In contrast, some available alternatives include an affordable commercial microphone array priced at approximately 59USD. However, this option offers only 4 channels of synchronized audio and restricts the sample rate to 16 kHz (ReSpeaker, Seeed Technology Co. Ltd., Shenzhen, China). Other 4-channel arrays used in academic settings are often not available for purchase and tend to be customized for specific applications19,20,21. Our current version of SoundSHROOM lacks the capability to automatically synchronize across individual units, unlike other options equipped with onboard GPS, necessitating synchronization in post-processing when multiple units are used for localization20. While microphone arrays with more than four channels of synchronized audio are available, they are typically either expensive or custom-made for particular applications and not readily accessible. In addition, given that storing data from more than 4-channels of audio is bandwidth constraining, most of these systems record at a maximum of 16kHz which can be prohibitive for some applications22; we’ve successfully tested SoundSHROOM with the 10-microphones sampled at 48kHz. A more common approach is to utilize multiple 1- to 4-channel systems that are spaced apart and synchronized through wireless connections, cables, or in post-processing.
Data Collection
In July 2023, we deployed three SoundSHROOMs at various locations near Longyearbyen, Svalbard, Norway (Fig. 4, Table 2). The first objective was to collect qualitative data on the deployment process in the Arctic during the summer months, including assessing the environmental conditions to which the instruments might be subjected and determining whether the SoundSHROOMs can survive in their current configuration. The second objective was to test various types of microphone windshields to evaluate their performance under realistic conditions with variable wind loading. These windshields were applied to both the MEMS microphone array and the electret stereo pair. Through both objectives, we recorded multi-channel synchronized microphone data, which will be made publicly available for anyone interested in wildlife recording on Svalbard. The overall study consisted of six deployment areas chosen based on observed biodiversity, environmental characteristics (e.g., proximity to a stream, open plain, wet terrain, mud), and proximity to human activity. Deployment 5 was split into two sub-deployments (5.1 and 5.2) located near each other. Deployments 4 and 6 were the furthest from human activity (i.e., roads and housing), while the other deployments were near the main road in Longyearbyen, allowing for the occasional sound of car traffic. Deployments 2 and 3 were near the dog yards where locals house their sled dogs, so dog activity can be heard in the acoustic recordings. Additionally, flowing water can be heard in the data from deployments 1 and 5.1 due to nearby streams.

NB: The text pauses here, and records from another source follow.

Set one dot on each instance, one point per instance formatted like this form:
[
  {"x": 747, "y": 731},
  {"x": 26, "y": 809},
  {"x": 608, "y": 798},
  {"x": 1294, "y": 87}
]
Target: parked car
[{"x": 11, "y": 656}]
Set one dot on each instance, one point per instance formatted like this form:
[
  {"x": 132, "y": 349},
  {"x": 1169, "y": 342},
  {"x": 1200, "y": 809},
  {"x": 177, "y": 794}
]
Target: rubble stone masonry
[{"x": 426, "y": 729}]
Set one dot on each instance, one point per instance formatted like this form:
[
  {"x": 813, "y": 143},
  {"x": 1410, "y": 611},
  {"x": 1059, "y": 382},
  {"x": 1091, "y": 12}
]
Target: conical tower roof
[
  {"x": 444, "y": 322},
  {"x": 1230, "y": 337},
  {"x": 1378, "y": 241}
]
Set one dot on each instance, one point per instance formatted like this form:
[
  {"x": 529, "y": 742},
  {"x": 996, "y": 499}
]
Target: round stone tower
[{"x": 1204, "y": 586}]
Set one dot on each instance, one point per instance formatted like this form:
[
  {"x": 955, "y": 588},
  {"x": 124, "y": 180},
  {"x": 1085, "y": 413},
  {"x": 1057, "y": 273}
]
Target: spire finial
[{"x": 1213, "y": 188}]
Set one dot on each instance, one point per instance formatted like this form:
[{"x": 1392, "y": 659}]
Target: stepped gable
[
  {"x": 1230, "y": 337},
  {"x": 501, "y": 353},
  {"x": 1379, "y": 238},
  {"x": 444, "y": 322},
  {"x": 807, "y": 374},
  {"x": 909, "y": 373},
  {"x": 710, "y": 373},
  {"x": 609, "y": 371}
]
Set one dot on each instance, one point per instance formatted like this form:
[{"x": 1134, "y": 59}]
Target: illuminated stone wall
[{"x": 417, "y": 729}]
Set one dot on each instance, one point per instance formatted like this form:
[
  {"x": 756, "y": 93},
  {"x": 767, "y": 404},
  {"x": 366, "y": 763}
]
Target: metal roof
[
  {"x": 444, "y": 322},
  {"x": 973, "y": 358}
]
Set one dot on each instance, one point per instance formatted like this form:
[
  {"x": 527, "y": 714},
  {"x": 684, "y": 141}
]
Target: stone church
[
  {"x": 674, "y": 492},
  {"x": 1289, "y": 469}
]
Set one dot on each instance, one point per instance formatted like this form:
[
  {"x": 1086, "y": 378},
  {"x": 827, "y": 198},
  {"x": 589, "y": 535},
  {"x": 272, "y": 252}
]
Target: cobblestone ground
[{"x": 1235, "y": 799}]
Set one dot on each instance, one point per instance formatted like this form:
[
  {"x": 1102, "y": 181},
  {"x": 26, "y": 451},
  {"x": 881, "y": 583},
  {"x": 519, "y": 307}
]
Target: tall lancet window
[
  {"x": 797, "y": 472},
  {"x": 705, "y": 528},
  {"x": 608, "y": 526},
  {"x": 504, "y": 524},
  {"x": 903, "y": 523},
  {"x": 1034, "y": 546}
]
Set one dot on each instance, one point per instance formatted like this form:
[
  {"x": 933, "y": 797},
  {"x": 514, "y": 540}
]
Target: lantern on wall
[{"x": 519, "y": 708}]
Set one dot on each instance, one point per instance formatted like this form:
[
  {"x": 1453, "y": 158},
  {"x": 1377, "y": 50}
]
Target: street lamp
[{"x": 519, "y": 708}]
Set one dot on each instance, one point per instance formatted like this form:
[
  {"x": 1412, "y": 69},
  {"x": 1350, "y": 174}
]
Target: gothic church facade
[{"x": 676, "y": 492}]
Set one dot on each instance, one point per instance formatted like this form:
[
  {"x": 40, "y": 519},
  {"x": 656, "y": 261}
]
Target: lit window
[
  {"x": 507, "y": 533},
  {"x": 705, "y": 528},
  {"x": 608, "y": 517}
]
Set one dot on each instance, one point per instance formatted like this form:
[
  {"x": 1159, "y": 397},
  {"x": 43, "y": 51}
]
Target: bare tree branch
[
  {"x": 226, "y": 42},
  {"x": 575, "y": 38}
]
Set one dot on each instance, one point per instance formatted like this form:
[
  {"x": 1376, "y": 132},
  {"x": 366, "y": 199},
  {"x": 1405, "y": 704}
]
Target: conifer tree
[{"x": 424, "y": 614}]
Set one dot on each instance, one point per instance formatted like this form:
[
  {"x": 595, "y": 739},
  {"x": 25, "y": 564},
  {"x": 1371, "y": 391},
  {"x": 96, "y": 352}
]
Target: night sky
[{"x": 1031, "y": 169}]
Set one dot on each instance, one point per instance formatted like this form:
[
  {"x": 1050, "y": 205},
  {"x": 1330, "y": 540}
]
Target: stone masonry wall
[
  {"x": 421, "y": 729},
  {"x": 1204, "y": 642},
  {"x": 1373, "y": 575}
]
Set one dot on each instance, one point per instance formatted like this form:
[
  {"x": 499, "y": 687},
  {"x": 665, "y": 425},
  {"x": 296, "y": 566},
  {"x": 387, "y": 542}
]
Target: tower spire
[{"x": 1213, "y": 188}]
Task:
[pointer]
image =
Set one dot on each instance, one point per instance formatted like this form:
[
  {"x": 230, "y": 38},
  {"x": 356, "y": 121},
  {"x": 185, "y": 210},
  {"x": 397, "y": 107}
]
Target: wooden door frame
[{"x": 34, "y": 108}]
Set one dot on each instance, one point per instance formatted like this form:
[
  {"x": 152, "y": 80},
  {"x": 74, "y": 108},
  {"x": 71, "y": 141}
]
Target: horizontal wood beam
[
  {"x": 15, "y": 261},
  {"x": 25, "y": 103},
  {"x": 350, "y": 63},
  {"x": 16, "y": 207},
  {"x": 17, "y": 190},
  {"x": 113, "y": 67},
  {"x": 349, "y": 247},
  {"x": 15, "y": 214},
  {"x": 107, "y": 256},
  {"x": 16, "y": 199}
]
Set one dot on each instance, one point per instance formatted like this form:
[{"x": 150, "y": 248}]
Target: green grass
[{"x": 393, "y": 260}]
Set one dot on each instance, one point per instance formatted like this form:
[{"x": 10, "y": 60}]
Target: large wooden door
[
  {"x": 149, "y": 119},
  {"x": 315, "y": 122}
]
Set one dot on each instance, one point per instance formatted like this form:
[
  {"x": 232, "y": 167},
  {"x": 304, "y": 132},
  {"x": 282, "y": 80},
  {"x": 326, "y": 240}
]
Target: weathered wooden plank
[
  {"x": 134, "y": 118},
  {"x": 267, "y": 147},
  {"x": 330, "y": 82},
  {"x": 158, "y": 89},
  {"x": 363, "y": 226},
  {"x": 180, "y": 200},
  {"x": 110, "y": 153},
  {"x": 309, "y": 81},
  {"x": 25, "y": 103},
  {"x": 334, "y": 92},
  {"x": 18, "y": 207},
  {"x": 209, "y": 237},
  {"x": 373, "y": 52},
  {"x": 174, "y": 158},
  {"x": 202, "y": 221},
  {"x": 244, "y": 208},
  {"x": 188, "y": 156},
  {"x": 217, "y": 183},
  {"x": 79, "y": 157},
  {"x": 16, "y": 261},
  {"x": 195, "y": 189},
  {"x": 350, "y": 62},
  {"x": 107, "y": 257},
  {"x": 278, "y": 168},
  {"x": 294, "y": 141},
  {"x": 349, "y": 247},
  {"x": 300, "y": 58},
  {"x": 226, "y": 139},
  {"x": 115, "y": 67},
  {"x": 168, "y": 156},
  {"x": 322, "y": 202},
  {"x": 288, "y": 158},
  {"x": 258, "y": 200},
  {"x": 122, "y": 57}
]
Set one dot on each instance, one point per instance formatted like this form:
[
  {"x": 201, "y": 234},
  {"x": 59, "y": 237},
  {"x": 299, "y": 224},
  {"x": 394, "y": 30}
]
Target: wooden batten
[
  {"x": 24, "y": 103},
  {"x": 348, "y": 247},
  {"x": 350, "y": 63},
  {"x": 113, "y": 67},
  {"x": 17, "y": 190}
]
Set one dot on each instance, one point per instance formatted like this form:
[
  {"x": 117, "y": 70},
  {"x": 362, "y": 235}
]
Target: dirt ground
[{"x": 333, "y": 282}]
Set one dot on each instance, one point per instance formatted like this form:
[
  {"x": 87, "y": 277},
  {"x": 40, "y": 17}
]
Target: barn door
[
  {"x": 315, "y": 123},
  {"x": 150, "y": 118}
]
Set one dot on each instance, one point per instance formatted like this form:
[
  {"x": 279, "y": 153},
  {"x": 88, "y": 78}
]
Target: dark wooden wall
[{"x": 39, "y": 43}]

Deployment locations in Svalbard as seen in Google Earth28.
Recording Device
We configured the SoundSHROOMs in four different setups (Fig. 5) to experiment with various mechanical windshields and assess their effectiveness in reducing wind-related noise in the acoustic recordings. To characterize the performance of the small windshields, we used a wind tunnel with a fixed air flow rate of 10m/s. Both MEMS and electret microphones sampled at 48kHz showed significant noise reduction in frequencies at or below 1kHz when using the windshield, with negligible differences observed at higher frequencies (Figs. 6 and 7).
The windshields were attached to the plastic surface of the SoundSHROOMs, completely covering the microphone ports. The sampling rate (32kHz) and bit resolution (16-bit) remained consistent across all devices during data collection in Svalbard.